We report a new compound, Y₄RuGe₈, with a transition metal vacancy-ordered CeNiSi₂-type superstructure, which has a superconducting transition at 1.3 K. Y₄RuGe₈ crystals were grown by indium flux at relatively low temperatures (below 1273 K), which makes it possible to stabilize such a vacancy-ordered phase. The crystal structure of Y₄RuGe₈ was solved by single-crystal X-ray diffraction and confirmed by transmission electron microscopy. The as-grown Y₄RuGe₈ crystals are always twinned, crystallizing in the space group P1̅ (no. 2) with the lattice parameters a = 5.7680(1) Å, b = 8.2042(2) Å, c = 11.5093(3) Å, α = 79.696(1)°, β = 88.491(1)°, and γ = 79.637(2)°; this structure is a superstructure deriving from the higher symmetry CeNiSi₂-type structure (Cmcm, no. 63) due to the ordering of Ru vacancies. The ordering of Ru sites breaks slightly distorted Ge planes in the CeNiSi₂ prototype into infinite cis–trans Ge chains in Y₄RuGe₈. The presence of bulk superconductivity in Y₄RuGe₈ is well supported by zero resistance and a jump in specific heat at the critical transition temperature.

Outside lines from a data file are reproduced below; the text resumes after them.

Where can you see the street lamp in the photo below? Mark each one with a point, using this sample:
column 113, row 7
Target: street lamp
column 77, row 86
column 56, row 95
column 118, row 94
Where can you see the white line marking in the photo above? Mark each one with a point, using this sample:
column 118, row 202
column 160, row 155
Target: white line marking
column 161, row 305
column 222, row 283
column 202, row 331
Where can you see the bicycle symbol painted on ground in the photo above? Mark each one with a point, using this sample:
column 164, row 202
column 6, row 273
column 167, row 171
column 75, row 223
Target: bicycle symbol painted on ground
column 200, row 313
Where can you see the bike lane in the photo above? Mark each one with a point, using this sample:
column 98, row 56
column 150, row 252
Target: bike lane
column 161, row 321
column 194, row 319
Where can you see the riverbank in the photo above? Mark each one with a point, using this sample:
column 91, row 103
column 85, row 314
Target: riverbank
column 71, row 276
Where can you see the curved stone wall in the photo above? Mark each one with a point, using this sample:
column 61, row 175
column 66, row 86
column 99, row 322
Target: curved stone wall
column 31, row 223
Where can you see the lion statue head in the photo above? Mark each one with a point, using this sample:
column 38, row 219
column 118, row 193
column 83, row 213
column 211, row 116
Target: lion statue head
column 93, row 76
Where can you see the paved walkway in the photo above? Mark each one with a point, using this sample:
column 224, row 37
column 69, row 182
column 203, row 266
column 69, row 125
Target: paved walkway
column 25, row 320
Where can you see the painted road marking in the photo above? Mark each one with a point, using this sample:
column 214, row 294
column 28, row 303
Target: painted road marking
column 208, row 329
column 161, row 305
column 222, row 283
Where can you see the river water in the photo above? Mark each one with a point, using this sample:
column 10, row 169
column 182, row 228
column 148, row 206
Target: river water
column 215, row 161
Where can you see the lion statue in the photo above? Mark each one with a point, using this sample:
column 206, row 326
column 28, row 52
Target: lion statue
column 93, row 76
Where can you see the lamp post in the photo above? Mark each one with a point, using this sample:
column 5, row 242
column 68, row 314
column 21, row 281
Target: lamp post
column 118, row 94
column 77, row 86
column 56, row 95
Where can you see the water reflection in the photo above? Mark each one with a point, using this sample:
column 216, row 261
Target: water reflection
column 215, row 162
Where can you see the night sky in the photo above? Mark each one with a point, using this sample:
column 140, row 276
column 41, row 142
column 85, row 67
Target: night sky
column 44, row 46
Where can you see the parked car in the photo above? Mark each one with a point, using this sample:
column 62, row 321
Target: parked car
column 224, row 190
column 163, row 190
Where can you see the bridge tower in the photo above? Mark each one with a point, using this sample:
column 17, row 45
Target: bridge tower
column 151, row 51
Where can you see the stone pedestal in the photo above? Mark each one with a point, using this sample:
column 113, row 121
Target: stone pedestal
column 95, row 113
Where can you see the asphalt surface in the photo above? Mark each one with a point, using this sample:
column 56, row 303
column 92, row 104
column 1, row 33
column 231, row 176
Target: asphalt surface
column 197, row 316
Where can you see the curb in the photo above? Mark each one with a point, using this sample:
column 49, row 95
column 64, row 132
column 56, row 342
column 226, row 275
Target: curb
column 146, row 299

The Sommerfeld coefficient (19 mJ K^–2 mol^–1) of the specific heat is greater than that (11 mJ K^–2 mol^–1) estimated using the bare density of states (4.7 states/eV/f.u.) from first-principles calculations. The ab initio calculations indicate that 4d electrons of both Y and Ru and 4p electrons of Ge are the main contributors to the total density of states at the Fermi level in Y₄RuGe₈.